Milyonlarca insana ev sahipliği yapan İstanbul sokaklarında kedilerle rastlaşmak her zaman mümkün. Merhameti ve sevgiyi taşıyan İstanbul'un kedileri 17 Şubat Dünya Kediler Günü'nde gündem oldu.
Fatih, Kadıköy ve Beyoğlu gibi ilçelerde yoğun olarak görülen kediler, mahalle sakinleri ve esnaf tarafından besleniyor.
Tarihi sokaklarda gezerken bazen bir kahvenin önünde uyuklayan, bazen de balıkçıların oltalarına göz diken kedilerle karşılaşmak sıradan bir manzara haline gelmiş. Renkleri ve türleriyle farklılık gösteren bu sevimli hayvanlar, halk arasında genellikle "Tekir", "Sarman", "Duman" gibi isimlerle anılıyor.
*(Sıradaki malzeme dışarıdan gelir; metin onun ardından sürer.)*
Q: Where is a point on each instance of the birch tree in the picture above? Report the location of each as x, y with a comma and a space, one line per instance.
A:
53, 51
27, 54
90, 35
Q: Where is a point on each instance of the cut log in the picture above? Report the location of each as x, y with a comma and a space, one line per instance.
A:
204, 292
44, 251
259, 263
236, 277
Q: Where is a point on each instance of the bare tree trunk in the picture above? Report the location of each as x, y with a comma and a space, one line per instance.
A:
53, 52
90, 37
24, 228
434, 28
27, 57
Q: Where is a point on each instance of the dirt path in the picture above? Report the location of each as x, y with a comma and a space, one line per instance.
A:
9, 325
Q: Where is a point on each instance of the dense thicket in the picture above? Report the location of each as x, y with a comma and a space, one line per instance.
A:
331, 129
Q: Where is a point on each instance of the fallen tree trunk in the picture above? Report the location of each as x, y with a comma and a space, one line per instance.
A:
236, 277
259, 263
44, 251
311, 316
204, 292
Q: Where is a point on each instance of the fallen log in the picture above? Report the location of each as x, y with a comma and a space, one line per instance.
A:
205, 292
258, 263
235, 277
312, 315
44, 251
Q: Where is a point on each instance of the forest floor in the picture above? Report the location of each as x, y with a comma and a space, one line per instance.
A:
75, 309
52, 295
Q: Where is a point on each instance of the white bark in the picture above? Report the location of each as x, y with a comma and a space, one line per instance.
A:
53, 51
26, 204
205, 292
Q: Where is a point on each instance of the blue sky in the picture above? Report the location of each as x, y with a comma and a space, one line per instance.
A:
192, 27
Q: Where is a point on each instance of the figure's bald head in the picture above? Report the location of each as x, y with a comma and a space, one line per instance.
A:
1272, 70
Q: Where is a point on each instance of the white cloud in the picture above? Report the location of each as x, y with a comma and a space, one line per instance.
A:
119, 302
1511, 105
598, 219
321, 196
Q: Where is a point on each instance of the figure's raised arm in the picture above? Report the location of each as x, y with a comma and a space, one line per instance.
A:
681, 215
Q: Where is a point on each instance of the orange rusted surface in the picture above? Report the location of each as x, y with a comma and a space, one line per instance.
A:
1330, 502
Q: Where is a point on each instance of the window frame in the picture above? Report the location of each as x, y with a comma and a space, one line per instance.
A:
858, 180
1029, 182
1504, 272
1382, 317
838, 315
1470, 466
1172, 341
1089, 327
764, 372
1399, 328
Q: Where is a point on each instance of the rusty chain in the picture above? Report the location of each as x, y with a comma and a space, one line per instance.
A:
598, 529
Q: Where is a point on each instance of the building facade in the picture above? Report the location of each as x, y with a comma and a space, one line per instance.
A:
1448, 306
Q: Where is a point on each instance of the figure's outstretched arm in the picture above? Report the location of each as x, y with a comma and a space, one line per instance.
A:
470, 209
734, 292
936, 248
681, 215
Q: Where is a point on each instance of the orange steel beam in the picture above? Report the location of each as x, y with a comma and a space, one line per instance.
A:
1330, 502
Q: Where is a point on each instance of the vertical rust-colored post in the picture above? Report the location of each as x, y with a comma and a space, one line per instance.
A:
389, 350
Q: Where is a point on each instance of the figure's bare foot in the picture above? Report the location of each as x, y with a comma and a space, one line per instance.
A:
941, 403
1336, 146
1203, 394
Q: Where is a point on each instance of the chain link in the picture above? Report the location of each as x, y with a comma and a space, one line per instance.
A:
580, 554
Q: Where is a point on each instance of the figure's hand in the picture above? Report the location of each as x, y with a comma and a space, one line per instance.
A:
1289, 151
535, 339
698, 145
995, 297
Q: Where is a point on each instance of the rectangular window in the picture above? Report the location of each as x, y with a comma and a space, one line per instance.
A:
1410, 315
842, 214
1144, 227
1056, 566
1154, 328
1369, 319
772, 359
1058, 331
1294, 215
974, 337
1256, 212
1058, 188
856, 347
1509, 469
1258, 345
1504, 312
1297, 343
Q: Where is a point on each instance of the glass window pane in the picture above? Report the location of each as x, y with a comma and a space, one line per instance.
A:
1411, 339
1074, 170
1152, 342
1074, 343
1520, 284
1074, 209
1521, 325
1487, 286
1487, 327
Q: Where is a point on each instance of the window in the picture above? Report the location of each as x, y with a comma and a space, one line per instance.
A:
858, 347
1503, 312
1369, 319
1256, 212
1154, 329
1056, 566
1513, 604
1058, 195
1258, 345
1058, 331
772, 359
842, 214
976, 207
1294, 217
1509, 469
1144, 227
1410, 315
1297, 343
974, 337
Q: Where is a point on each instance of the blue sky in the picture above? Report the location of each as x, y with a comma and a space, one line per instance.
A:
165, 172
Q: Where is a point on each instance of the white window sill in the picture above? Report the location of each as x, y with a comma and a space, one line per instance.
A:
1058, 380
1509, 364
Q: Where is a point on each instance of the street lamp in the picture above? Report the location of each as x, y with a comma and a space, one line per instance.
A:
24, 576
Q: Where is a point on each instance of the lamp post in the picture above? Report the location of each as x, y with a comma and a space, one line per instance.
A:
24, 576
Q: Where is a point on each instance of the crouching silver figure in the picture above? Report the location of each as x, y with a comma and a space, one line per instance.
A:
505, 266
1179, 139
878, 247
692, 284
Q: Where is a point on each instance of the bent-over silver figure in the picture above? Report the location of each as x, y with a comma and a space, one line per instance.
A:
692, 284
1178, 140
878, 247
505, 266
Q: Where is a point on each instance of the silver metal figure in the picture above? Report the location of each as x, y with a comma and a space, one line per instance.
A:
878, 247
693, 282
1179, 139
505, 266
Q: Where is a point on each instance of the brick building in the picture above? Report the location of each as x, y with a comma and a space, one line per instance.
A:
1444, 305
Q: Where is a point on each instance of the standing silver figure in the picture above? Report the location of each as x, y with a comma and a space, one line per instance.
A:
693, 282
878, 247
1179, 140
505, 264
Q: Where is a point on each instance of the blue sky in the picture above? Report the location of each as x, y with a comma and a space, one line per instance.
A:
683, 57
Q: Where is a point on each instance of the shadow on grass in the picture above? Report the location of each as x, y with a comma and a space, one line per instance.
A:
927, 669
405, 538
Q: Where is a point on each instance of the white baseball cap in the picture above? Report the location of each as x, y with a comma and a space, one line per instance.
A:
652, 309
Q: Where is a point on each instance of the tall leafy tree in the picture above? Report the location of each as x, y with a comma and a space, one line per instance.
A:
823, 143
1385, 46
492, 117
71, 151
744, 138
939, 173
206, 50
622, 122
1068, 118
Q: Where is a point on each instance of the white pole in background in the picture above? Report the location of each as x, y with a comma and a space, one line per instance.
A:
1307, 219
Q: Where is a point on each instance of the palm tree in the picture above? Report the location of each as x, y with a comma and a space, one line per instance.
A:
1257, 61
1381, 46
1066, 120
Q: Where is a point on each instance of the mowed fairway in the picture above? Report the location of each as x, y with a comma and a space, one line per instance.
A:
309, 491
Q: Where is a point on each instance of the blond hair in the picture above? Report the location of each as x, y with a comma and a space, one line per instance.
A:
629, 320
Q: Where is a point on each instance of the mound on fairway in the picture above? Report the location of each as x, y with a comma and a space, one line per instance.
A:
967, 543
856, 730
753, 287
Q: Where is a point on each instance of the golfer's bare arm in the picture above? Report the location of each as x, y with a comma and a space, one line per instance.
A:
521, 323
Fotoğrafçılar için ise İstanbul’u anlatan karelerin vazgeçilmez unsurlarından biri haline gelmiş durumda.
Osmanlı döneminden itibaren bu şehrin kültürünün ayrılmaz bir parçası olan kediler, özellikle külliyeler ve cami çevrelerinde yoğunlaştı.
Bayezid Camisi’nin inşasında, çevrede yaşayan hayvanların beslenmesi için gerekli gelirin nasıl sağlanacağına dair hesaplamaların yapıldığı biliniyor. Keza 3. Murat döneminde yayımlanan Evrensel Hayvan Hakları Bildirgesi, Osmanlı’da hayvanlara yönelik merhamet duygusunun ne kadar köklü olduğunu gösteriyor.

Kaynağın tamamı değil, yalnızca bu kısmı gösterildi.